Home > Pendidikan > Tuntutan Dipenuhi, Siswa SMKN 1 Kabanjahe Lega

Tuntutan Dipenuhi, Siswa SMKN 1 Kabanjahe Lega

Para siswa SMKN 1 Kabanjahe yang sempat mogok belajar pekan lalu akhirnya merasa puas karena tuntutan mereka termasuk kedisplinan para guru mendapat perhatian serius ditindaklanjuti Kepala Sekolah.

Salah satu kesepakatan Rapat Komite sekolah kemarin adalah peserta rapat sepakat merubah kembali RAB Komite 2012. Poin demi poin yang ada pada RAB dibahas satu persatu, sehingga membutuhkan waktu cukup panjang serta energi dan konsentrasi setiap peserta sampai terwujudnya RAB 2012 sesuai permintaan para murid dan orangtua serta mendapat atensi dari Kepala Sekolah, Drs Adrian Barus, Bendahara Komite, E Br Tarigan dan Ketua Komite Suhiya Lubis.

Hasil kesepakatan tersebut terungkap dalam rapat komite sebagai tindak lanjut aksi mogok belajar para siswa. Kesepakatan yang juga tertuang dalam notulen hasil rapat, yang besarannya berjumlah Rp237,5 juta. Dari dana itu masih ada anggaran yang belum dialokasikan sebesar Rp42 juta.

Selanjutnya pengurus komite meminta pendapat peserta rapat yang juga dihadiri utusan dari Dinas Pendidikan Kabupaten Karo, Sualdi Surbakti SPd, anggota Komisi C DPRD Karo, Siti Aminah Br Peranginangin, Aceh Silalahi dan Khairani Br Karo. Melalui pembahasan yang alot diwarnai dengan hujan interupsi dari para peserta akhirnya diputuskan sebesar Rp22 juta untuk pembelian komputer baru termasuk transport panitia, Rp20 juta sebagai dana cadangan kas komite yang akan digunakan nantinya sesuai dengan keperluan dan kesepakatan bersama.

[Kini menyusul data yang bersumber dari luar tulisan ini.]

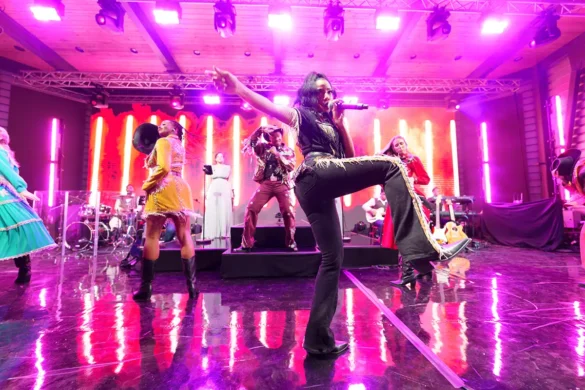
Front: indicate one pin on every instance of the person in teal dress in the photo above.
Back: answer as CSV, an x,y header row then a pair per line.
x,y
21,230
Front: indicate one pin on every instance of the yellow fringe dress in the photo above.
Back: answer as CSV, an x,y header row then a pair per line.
x,y
167,193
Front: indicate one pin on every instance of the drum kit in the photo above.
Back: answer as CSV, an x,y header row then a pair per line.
x,y
118,229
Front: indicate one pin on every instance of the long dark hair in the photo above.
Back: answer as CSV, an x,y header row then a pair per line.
x,y
308,94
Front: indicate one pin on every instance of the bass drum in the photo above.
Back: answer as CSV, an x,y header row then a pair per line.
x,y
79,235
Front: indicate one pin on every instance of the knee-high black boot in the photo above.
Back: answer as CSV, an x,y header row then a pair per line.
x,y
24,272
145,291
408,275
189,269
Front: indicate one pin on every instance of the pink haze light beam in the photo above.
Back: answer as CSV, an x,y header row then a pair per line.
x,y
53,163
486,164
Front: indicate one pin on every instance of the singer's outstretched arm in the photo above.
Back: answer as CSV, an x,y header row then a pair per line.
x,y
231,84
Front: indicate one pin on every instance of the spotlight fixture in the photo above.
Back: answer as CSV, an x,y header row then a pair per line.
x,y
438,28
279,17
211,100
110,16
549,32
453,104
387,20
350,99
333,23
225,18
177,99
281,100
99,99
167,12
494,24
48,10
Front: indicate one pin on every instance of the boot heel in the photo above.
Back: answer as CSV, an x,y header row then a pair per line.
x,y
190,269
145,291
24,269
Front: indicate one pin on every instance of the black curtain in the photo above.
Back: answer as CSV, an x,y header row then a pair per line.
x,y
535,224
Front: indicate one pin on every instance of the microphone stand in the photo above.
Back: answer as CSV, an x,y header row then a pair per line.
x,y
204,241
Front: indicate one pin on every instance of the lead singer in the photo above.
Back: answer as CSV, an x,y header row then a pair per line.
x,y
167,196
331,170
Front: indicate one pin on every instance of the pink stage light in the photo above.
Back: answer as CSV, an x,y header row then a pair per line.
x,y
48,11
493,25
455,158
429,150
53,162
561,132
279,18
486,164
386,21
211,99
97,147
127,153
166,12
236,151
282,100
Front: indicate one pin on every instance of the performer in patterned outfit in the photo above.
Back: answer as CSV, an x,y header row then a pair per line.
x,y
397,147
21,230
167,196
275,161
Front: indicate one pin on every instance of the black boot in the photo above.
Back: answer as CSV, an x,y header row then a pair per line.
x,y
145,291
24,273
189,269
408,275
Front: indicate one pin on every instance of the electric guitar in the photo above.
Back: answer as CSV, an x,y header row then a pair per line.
x,y
438,233
453,232
376,214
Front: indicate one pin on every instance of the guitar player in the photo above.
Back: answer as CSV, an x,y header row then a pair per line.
x,y
375,209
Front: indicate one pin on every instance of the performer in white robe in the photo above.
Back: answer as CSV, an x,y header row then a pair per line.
x,y
219,204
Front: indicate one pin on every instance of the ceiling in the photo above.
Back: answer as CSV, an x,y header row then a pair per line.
x,y
362,51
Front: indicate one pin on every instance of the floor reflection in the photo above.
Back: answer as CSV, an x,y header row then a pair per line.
x,y
497,322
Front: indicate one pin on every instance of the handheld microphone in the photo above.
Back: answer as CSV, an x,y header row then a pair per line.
x,y
344,106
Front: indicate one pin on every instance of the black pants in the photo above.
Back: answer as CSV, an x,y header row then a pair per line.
x,y
316,190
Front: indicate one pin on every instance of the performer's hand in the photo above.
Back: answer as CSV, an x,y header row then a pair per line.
x,y
223,80
337,113
28,196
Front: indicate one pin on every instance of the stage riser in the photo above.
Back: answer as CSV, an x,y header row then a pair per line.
x,y
272,237
273,264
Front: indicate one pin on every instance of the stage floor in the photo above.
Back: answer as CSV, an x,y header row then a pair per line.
x,y
515,323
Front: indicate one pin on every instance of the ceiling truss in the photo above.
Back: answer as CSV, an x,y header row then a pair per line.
x,y
70,81
510,7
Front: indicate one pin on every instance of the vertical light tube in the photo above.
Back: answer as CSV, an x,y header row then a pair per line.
x,y
486,164
183,122
127,153
429,150
53,161
403,128
209,141
236,150
455,158
561,131
97,147
377,148
346,198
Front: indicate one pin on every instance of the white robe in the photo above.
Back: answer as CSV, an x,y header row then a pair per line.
x,y
218,205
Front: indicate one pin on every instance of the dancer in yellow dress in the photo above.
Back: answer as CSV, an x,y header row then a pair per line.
x,y
168,196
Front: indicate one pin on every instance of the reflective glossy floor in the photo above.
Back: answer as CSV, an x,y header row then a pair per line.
x,y
510,319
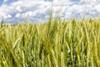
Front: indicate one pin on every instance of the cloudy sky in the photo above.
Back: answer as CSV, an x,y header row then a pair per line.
x,y
39,10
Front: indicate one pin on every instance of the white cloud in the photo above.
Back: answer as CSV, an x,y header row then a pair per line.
x,y
40,9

Selain soal anggaran RAB 2012, para siswa SMKN 1 Kabanjahe juga mengkritisi kedisplinan para guru yang mengajar, juga mendapat atensi khusus dari Kepala Sekolah Drs Adrian Barus. Menurutnya sesuai tuntutan para murid, pihaknya akan menindak tegas jika ke depan masih ada ditemukan para guru yang kurang disiplin dalam memberikan proses belajar mengajar. Sesuai dengan peraturan yang ada, pihaknya tidak akan segan-segan mengambil tindakan tegas.

Untuk itu, Adrian Barus meminta bantuan siswa per kelas setiap hari melaporkan secara tertulis kepada wakil kepala sekolah, dan selanjutnya secara periodik kepada kepala sekolah sebagai masukan dan data membina disiplin guru serta dibantu oleh piket harian. “Mari kita mewujudkan SDM inovatif dan berkarakter dari sekolah ini. Tanggungjawab kita memajukan kualitas pendidikan di sekolah ini. Dialog dan tanya jawab termasuk tuntutan para siswa adalah sebuah pembelajaran dan koreksi yang konstruktif. Inilah demokrasi,” ujar Adrian Barus yang disambut tepuk tangan para siswa.

Bukan hanya guru, para siswa juga dituntut kedisplinannya menegakkan peraturan dan tata tertib sekolah yang disesuaikan dengan kebutuhan sekolah saat ini. “Tanpa adanya kedisplinan, dan tanggungjawab moral, mustahil tercapai peningkatan mutu dan kualitas pendidikan itu,” tegasnya.

Para pengurus komite juga tidak luput dikritisi, sehingga unsur pengurus komite dirombak, seperti Moris Karo-Karo orangtua siswi Vivi Novita Kelas XI Akuntansi ditempatkan sebagai Sekretaris Komite menggantikan Alm Baskita Ginting. Sabam Tampubolon orang tua siswa Sondang kelas X Adm Perkantoran masuk dalam keanggotaan komite. Agus Listan Purba orang tua siswi Maria Kapita Purba kelas XI Adm Perkantoran menjadi anggota komite. Demikian juga Berlin Purba staf pegawai SMKN 1 Kabanjahe juga diangkat sebagai anggota komite.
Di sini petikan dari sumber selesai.